Officials in Davie, a town about 26 miles north of Miami, announced Friday that charges would not be recommended against the gunman, Antonio Caccavale,43, because his actions were justified by his fear.
Likewise, police said, the Instacart driver will not be charged because he acted based on their own assessment of danger when the vehicle, moving erratically, struck a boulder and the shooter's foot.
Investigators said they did not have video of the incident and thus had to rely on the narratives of each side, which each had its own chronology and facts.
"Each party appear justified in their actions based on the circumstances they perceived," Detective Patrick Di Cintio said in a supplement to the police report on the matter.
It wasn't clear if the detective concluded the shooting was justified based on Florida's controversial "stand your ground" law, the first in the nation, which states that residents have no duty to retreat before using potentially deadly force to defend life, family, and property.

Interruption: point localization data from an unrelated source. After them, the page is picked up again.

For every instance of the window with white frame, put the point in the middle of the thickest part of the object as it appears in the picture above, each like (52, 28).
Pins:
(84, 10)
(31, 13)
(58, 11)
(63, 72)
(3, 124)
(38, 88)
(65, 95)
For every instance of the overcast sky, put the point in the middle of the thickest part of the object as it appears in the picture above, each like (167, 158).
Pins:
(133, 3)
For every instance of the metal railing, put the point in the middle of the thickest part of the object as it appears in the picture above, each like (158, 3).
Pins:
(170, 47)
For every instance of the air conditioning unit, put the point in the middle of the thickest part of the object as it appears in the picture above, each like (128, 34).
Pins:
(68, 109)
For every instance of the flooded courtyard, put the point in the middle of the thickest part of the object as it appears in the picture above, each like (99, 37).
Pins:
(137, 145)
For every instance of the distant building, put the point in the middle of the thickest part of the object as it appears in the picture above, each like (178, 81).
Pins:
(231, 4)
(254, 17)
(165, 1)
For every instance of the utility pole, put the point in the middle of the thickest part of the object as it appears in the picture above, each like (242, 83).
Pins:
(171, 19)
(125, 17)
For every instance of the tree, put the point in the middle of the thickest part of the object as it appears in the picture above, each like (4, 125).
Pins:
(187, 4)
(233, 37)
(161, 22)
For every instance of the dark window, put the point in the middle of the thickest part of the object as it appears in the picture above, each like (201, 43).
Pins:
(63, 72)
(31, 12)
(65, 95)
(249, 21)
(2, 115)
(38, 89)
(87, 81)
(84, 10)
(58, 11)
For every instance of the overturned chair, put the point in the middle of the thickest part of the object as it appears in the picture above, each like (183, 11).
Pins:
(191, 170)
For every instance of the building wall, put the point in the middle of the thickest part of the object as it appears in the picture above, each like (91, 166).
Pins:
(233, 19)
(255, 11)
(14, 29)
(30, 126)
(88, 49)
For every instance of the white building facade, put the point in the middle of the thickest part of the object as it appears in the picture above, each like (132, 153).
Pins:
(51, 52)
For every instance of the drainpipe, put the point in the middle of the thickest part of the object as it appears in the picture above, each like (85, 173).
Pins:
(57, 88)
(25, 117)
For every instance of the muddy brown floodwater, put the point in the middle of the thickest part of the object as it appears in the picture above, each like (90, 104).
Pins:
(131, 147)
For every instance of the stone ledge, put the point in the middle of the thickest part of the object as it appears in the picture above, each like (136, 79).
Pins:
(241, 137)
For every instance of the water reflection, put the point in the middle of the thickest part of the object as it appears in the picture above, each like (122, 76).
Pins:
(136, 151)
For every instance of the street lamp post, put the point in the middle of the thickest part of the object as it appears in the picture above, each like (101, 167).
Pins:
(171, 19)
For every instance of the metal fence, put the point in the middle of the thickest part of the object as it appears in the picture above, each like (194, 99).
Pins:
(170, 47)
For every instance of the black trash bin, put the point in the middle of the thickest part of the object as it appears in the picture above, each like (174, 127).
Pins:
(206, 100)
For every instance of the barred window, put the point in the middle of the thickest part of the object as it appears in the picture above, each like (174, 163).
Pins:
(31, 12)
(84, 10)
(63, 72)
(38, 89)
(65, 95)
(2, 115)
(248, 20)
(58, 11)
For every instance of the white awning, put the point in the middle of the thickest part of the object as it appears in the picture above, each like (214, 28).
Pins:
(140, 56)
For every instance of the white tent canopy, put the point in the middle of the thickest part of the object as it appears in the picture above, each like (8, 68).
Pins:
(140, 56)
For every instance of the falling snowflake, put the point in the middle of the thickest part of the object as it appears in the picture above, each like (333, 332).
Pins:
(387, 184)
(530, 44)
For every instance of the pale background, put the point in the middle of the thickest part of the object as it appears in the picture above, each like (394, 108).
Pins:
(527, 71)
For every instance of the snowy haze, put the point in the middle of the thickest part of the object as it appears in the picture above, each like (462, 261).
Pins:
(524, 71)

The police report stated that driver Waldes Thomas Jr. and companion Diamond Harley D'arville were attempting to make a grocery delivery on the evening of April 15 and were talking to the customer's wife on a cellphone for navigation help when the incident took place.
After the Honda Civic stopped on Caccavale's property, next door to the target of the delivery, the home of Instacart customer Daniel Orta, Caccavale's son came out at his father's behest to tell the pair in the car to stay off the property, according to the report.

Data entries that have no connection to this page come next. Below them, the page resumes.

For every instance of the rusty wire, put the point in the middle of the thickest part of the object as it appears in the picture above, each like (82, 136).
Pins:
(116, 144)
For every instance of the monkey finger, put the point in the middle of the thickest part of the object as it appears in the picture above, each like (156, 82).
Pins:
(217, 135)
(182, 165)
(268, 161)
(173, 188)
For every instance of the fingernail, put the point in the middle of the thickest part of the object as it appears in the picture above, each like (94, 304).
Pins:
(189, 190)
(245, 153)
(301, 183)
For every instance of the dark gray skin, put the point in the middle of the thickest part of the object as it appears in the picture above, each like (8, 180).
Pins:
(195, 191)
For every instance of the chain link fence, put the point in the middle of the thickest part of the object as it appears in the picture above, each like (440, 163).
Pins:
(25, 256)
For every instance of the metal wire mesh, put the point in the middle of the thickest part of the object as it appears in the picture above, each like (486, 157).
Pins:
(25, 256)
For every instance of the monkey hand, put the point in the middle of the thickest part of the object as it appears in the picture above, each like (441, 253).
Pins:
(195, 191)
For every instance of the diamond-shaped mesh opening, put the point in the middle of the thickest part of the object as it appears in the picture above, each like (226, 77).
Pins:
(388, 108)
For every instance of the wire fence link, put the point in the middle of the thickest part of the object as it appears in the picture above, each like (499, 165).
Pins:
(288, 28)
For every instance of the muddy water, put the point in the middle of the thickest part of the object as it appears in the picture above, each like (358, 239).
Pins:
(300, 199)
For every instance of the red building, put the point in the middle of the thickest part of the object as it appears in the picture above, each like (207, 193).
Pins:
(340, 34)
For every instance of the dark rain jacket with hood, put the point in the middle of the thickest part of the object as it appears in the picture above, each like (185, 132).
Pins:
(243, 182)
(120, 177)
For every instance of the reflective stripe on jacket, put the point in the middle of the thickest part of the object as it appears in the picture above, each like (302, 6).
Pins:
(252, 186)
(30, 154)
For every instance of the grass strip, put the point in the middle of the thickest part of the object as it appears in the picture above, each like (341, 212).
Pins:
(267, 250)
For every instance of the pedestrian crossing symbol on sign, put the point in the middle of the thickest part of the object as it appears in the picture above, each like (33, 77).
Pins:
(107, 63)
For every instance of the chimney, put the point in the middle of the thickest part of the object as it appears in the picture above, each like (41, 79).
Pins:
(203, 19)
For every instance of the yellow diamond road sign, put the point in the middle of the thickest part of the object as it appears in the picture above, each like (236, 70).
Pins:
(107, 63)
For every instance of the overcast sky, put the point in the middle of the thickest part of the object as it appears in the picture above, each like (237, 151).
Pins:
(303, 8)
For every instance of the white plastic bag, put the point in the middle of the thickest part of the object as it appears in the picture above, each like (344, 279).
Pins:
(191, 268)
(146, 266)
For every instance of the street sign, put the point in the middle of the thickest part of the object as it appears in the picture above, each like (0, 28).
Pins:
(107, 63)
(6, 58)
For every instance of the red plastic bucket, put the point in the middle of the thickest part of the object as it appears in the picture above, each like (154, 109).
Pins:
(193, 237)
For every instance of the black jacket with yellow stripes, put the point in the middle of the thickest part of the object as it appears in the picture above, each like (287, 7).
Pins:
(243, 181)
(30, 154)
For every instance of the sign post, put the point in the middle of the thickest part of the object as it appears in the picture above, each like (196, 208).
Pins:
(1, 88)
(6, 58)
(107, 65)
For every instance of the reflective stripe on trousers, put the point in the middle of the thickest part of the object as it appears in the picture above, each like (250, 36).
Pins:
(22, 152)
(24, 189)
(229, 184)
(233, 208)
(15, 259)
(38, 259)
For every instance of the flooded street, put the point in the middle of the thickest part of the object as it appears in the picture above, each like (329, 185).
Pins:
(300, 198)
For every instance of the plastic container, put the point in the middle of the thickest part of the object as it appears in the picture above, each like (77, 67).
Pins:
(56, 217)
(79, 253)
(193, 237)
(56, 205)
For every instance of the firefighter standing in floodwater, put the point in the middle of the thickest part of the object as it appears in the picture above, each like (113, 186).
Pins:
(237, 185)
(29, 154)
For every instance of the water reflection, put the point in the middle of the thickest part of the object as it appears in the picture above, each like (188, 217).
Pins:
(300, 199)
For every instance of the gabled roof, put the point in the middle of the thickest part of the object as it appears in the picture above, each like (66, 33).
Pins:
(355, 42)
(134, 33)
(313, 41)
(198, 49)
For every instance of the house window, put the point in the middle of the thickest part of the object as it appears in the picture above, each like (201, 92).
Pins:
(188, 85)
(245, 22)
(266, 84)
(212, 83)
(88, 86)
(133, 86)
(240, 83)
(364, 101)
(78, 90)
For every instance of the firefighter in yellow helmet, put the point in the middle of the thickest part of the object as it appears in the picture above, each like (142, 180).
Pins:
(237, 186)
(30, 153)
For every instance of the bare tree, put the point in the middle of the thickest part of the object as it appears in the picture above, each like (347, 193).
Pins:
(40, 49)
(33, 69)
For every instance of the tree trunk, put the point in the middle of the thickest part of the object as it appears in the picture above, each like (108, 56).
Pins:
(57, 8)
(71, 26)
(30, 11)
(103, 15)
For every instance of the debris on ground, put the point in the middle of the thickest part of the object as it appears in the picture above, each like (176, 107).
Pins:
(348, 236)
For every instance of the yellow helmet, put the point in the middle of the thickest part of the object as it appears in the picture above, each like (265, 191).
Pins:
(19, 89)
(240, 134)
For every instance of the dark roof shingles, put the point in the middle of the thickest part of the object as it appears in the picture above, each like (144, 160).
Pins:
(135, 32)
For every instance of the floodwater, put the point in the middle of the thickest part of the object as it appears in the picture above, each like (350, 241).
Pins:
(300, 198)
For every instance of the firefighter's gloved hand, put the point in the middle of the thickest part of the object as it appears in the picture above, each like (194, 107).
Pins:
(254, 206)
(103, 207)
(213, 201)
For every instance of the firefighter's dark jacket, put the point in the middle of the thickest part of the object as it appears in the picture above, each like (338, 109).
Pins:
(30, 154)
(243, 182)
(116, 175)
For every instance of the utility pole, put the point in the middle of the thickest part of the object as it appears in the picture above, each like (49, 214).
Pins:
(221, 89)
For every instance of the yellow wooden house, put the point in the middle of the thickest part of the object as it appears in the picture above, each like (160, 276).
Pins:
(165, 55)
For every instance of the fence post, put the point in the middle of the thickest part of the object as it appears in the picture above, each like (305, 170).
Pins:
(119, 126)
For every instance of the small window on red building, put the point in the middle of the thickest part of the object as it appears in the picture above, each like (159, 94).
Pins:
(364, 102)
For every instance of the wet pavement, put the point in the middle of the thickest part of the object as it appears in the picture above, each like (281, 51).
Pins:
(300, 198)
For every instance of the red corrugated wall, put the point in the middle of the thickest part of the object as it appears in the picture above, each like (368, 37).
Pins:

It's not entirely clear what happened next, and in what order, but the driver and his companion said that Caccavale approached them aggressively, prompting their hasty exit, according to the document. The duo said Caccavale had grabbed or otherwise latched on to the vehicle as it was moving, the report stated.
Caccavale's foot was struck by the Civic, according to the police report, and Caccavale said he opened fire after that in order to prevent more injury and protect his family from the vehicle.

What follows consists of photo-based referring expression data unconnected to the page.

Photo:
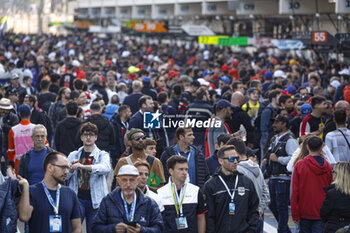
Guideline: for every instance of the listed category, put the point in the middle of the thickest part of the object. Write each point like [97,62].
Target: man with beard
[127,209]
[280,151]
[223,111]
[136,141]
[48,205]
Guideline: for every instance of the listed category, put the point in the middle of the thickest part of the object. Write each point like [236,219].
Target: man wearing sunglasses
[87,176]
[231,197]
[136,139]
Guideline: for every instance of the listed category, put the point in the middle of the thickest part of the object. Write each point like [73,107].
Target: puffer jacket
[335,209]
[9,196]
[201,165]
[105,139]
[112,212]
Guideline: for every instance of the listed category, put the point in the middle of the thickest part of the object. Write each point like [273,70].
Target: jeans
[86,210]
[311,226]
[279,194]
[260,225]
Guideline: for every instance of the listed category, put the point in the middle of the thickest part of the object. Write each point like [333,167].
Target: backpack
[346,93]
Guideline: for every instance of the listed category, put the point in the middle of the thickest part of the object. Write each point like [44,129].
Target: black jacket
[105,140]
[41,117]
[239,117]
[9,196]
[246,200]
[23,163]
[201,165]
[112,212]
[119,132]
[335,209]
[8,122]
[64,142]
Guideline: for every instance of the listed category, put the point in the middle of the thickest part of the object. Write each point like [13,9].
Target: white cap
[202,82]
[279,74]
[345,72]
[128,170]
[335,84]
[76,63]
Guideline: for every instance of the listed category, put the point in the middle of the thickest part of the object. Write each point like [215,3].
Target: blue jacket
[9,192]
[100,168]
[112,212]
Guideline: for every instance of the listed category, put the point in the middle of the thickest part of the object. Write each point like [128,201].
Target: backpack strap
[128,159]
[344,137]
[150,160]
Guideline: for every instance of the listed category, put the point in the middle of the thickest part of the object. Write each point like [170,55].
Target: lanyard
[129,216]
[54,205]
[178,207]
[228,190]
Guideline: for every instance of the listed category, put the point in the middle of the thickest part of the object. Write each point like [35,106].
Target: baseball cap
[207,72]
[225,79]
[24,109]
[133,131]
[291,89]
[279,74]
[335,84]
[345,72]
[221,104]
[76,63]
[268,75]
[281,119]
[146,80]
[251,90]
[173,73]
[128,170]
[305,110]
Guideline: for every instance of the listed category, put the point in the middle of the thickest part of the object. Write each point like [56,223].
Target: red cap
[108,63]
[224,68]
[173,73]
[234,73]
[262,72]
[235,63]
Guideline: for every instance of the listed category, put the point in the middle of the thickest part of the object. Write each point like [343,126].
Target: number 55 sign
[319,37]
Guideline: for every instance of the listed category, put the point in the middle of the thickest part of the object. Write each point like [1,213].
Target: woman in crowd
[335,210]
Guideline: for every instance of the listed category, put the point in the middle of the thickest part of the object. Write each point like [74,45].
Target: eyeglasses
[88,135]
[232,158]
[137,138]
[63,167]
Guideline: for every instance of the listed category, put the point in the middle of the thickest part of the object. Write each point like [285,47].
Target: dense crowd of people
[230,135]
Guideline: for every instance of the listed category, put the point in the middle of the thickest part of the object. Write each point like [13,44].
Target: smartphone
[133,224]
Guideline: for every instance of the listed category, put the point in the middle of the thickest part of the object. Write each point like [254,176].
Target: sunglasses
[137,138]
[232,158]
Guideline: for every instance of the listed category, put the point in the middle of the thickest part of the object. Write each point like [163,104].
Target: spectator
[307,194]
[105,139]
[37,201]
[338,141]
[228,212]
[198,172]
[112,216]
[335,207]
[87,175]
[68,127]
[190,214]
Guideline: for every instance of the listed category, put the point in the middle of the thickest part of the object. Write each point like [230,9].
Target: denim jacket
[100,168]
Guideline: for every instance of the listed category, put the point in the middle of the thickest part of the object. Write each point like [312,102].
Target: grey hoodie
[253,172]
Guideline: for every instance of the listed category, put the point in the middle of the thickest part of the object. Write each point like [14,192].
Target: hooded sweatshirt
[308,183]
[253,172]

The resident said he had aimed his semiautomatic Smith & Wesson handgun at the vehicle's tires in an attempt to disable it as a threat, the report said.
"He stated that he shot out three rounds at the vehicle after the vehicle struck him," the police report stated. "He stated he fired his gun at the vehicle because he was in fear for his and his children's safety."
The Civic exited the property, and officers found it a few blocks away stopped on railroad tracks, the report stated. There were indications of round impacts on the car, and one tire was flat, it said.
Thomas and D'arville were clearly shaken, police said, but were otherwise were uninjured. The extent of Caccavale's foot injuries was not specified by police.
The duo said they heard gunfire only after they attempted leave as a result of what they called aggressive behavior from neighbor Caccavale.
“I had seen him pull out a gun and that’s when I said, ‘We got to go, we got to go,’” D’arville said. “I was scared, I’m not going to lie.”
Someone at Caccavale's phone number hung up when contacted by NBC South Florida.
Instacart said in a statement it reached out to Thomas and would cooperate with investigators if asked.
"The safety of the entire Instacart community is incredibly important to us, and we take immediate action when we receive reports of violence or threats of violence made against any member of the Instacart community," it said.
The San Francisco-based company, founded in 2012 and boosted by venture capital investment, helped establish contemporary grocery delivery that connects gig economy drivers with online customers, similar to Uber's platform that connects drivers with ride-seekers.
The state attorney for Broward County, Harold Pryor, told NBC South Florida he's requested a review of the case and of the Davie Police Department's conclusion that charges would not be warranted.
On April 13, a teenager mistook a very similar address in Kansas City, Missouri for the one where he was expected to retrieve siblings, police said. An elderly white resident, since charged with assault in the first degree and armed criminal action, opened fire and injured the Black teenager.
More cases of gunfire over mistaken locations, roadways, and vehicles have turned up in the wake of the the Missouri shooting of teen Ralph Yarl, helping to renew the national conversation on guns and equal justice.